11:00am – Print out the run sheet for my Second Life television show REAL BIZ in SL on SLCN.tv. I feature a different real life company or nonprofit organization each week with a 20 minute tour of their island in Second Life and a 5 minute sit down interview discussing the business side of their Second Life initiative. Second Life is still running in the background, and I’m fielding IMs from SL friends and acquaintances including a PR person, a music columnist, a photographer, a reporter and a stay-at-home mom who just stops by to say hi. The business: Second Life television production. The revenue model: Advertising and sponsorship.
12:00pm – Rush to put up a new sign that directs people to the roof of the clubhouse for our meeting. Welcome my guest speaker and send her up to the roof for a quick photo shoot with the photographer who I’ve hired to be the official Athena Isle photographer to help me document my events. I’ll pay her in Linden (the Second Life currency) and in gift certificates to great Second Life clothing stores. Fly up to the roof and usher everyone to sit at the MystiTable by Mystical Cookie, an ingenious piece of furniture that appears to have one chair but a new one appears as soon as someone sits in the empty one. It seats up to 40 people which is all my isle can handle so it is the perfect piece of equipment. I start the live text chat and let my guest take over. Today’s guest is Pebbles Hanya (her avatar name) or Mary Ellen Gordon of MarketTruths.com, a Second Life research firm, giving a talk titled “Are People in Virtual Worlds Normal?” The event is hosted by my group Second Life Marketers Club.
12:30pm – I suddenly realize that I forgot to make the club meeting an hour earlier so ask my photographer to moderate and save a transcript, then leave the meeting quietly by teleporting to the island or “sim” (for simulation) owned by Splitsville, a real world bowling alley and nightclub venue. Call into the bridge line, and lead the production crew on a quick walk through of the sim with the sim’s developer, Dire Logo (his avatar name).

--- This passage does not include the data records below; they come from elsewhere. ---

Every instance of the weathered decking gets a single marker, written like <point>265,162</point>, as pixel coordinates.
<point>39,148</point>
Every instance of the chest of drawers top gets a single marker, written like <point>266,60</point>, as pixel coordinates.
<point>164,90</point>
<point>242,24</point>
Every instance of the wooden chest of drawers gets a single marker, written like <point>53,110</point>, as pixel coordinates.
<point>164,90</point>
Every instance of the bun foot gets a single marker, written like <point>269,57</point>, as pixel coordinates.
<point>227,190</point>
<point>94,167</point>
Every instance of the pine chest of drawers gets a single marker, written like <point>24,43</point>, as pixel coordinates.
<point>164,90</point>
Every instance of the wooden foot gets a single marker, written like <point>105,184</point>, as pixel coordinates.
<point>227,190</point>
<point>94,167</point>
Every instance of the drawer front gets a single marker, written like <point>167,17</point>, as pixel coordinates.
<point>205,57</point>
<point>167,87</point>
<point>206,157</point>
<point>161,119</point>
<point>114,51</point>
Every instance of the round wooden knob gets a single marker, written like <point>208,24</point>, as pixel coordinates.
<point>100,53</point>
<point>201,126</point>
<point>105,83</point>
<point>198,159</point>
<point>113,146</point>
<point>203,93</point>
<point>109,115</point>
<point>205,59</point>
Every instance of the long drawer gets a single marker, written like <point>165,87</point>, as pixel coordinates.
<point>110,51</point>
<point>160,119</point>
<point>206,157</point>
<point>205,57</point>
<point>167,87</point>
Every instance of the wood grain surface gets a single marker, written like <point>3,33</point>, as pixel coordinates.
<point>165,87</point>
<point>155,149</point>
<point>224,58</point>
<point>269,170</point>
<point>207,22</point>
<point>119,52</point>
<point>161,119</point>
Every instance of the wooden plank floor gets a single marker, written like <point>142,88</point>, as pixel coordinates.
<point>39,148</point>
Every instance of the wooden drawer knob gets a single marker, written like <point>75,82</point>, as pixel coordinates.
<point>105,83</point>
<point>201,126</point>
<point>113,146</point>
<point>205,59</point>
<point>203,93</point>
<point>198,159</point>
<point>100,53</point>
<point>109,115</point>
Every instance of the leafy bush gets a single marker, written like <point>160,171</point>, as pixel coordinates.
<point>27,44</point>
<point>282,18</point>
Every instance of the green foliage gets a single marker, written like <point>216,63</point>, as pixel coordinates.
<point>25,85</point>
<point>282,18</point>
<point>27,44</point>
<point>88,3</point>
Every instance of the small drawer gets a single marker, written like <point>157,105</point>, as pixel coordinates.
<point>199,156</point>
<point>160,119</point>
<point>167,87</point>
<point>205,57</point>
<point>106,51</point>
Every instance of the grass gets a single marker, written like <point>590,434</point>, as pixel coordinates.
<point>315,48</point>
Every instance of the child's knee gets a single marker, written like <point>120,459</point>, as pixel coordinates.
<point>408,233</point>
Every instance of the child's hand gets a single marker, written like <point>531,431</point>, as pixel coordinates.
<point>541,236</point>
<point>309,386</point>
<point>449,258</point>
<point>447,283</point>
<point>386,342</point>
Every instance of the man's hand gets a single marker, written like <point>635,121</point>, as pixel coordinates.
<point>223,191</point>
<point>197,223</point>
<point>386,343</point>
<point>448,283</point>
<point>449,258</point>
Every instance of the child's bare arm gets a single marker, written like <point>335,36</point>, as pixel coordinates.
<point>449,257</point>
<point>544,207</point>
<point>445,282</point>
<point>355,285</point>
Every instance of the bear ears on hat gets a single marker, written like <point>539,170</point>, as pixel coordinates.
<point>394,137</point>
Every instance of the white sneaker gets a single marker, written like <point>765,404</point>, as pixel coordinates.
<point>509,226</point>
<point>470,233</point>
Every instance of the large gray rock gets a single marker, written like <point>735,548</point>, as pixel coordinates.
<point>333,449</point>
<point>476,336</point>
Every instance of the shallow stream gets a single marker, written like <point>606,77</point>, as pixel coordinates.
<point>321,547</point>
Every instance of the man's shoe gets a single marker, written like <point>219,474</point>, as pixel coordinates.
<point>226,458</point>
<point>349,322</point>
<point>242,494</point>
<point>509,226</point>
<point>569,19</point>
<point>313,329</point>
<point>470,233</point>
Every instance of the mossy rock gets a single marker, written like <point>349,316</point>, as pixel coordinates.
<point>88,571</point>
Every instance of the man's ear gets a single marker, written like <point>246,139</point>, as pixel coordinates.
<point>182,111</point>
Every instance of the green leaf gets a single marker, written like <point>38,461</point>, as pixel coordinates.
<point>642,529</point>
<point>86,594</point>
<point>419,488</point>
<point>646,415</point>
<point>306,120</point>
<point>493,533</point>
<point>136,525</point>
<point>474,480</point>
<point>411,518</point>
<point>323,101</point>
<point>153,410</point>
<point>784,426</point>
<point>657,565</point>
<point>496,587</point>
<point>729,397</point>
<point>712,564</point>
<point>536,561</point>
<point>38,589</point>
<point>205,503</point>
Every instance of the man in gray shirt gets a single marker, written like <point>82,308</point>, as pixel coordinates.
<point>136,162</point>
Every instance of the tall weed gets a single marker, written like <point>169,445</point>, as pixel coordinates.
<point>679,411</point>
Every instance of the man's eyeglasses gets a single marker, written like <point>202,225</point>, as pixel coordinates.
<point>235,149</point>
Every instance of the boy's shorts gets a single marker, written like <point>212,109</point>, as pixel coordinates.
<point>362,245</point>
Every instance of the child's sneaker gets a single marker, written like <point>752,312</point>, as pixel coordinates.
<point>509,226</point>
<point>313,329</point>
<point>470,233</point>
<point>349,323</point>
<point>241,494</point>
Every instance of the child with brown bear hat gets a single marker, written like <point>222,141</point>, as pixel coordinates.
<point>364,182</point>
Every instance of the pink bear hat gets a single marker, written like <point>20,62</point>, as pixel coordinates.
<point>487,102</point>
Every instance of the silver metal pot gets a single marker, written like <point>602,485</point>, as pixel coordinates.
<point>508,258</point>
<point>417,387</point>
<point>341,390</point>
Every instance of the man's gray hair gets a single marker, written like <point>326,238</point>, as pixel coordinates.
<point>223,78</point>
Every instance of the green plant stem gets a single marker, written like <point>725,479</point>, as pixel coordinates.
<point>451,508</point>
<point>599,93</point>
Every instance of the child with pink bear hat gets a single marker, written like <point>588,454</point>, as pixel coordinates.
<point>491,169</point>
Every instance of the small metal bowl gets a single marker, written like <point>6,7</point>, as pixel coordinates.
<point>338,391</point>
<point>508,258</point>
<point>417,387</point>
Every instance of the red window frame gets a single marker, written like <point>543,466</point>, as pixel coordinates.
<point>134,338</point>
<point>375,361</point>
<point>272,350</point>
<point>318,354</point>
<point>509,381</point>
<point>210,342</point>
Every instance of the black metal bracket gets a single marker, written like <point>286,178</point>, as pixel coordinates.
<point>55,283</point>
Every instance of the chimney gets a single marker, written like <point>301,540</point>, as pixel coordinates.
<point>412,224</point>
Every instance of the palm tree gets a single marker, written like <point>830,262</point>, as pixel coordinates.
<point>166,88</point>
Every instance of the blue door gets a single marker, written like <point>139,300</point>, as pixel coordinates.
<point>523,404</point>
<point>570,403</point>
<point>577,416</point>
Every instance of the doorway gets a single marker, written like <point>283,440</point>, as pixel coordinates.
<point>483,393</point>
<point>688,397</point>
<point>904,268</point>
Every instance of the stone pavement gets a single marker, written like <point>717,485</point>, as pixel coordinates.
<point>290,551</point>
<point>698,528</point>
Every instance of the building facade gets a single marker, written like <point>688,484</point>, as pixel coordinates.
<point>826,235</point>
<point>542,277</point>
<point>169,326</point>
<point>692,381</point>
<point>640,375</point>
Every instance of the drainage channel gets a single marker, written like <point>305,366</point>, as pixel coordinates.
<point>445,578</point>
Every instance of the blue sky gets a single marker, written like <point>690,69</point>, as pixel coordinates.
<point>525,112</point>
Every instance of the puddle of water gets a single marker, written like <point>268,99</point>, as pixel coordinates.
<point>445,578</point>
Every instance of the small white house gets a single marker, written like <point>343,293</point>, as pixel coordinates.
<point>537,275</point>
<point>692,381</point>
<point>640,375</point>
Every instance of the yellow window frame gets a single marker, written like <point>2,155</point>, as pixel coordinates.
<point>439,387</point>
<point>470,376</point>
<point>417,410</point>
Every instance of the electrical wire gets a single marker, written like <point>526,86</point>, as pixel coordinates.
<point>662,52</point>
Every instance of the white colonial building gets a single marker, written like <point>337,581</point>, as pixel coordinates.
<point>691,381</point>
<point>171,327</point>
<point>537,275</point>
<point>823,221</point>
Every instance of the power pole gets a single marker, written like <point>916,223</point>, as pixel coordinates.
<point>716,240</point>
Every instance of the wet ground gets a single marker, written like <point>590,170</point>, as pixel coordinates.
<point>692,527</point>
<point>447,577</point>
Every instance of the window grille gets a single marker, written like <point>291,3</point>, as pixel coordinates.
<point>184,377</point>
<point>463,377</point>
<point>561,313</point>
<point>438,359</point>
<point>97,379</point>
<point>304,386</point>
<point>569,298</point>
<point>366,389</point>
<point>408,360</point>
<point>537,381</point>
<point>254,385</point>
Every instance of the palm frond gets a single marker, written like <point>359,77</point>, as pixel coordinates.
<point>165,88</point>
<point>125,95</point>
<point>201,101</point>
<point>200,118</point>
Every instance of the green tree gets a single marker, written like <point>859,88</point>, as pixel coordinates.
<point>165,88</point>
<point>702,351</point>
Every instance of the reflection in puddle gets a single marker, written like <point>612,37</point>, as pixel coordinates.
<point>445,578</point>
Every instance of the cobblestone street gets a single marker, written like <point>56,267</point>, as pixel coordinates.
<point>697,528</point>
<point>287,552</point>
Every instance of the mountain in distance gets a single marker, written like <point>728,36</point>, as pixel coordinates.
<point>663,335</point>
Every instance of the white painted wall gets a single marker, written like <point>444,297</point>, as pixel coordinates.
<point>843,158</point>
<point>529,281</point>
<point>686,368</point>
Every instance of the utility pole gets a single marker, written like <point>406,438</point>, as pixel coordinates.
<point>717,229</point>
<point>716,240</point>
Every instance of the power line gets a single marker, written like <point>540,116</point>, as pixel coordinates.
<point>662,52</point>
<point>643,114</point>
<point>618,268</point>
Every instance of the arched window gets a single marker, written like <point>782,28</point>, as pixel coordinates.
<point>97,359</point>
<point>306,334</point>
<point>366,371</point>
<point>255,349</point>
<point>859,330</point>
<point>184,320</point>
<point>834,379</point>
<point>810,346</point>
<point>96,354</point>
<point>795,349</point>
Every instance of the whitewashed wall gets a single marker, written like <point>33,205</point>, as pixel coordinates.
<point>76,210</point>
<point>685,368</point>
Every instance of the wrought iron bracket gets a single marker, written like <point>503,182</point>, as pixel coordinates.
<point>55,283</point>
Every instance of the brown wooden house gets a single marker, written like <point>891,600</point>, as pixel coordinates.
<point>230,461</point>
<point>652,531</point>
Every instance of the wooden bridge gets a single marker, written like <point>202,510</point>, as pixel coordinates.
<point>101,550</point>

1:10pm – Start the show. We film live and usually do the entire show without stopping, but this time, my producer stops me so they can redo the shots of me (my avatar) and Dire Lobo bowling. I improvise dialog while maneuvering my avatar on the screen and am thrilled that I’m able to bowl a strike on the second take. This is all in Second Life, mind you. I’m still sitting at my desk in my basement home office.
1:45pm – Wrap the show and film a quick commercial that will be uploaded to YouTube to promote the archive of the Splitsville show. Have a discussion with my executive producer about a Second Life music show I’ll be producing that starts in April.
2:00pm – Teleport back to Athena Isle. Upload graphic files of tshirt designs that I created in PhotoShop Elements into Second Life then construct three tshirts for a nonprofit organization called Wings of Hope. One of the other things I do in Second Life that I could never do in real life is design tshirts, both promotional ones and my own line called Cybergrrl Teez. I’m doing these three shirts pro-bono. The business: Promotional tshirts, tshirt designs and tshirt shop. The revenue model: Linden from items sold inworld (that can be converted to dollars) and dollars from items sold on CafePress.com (Second Life Swag).
3:00pm – Put some finishing touches on promo posters for the next day’s event. Greet people who arrive at Athena Isle to explore. In real life, the babysitter is leaving for the day so I log out and get to my First Life work before my baby wakes from her nap.
Some people struggle to balance life and work. I’m struggling to balance, First Life, Second Life and my work in both of those lives. But such is life when you’re a serial entrepreneur in a virtual world.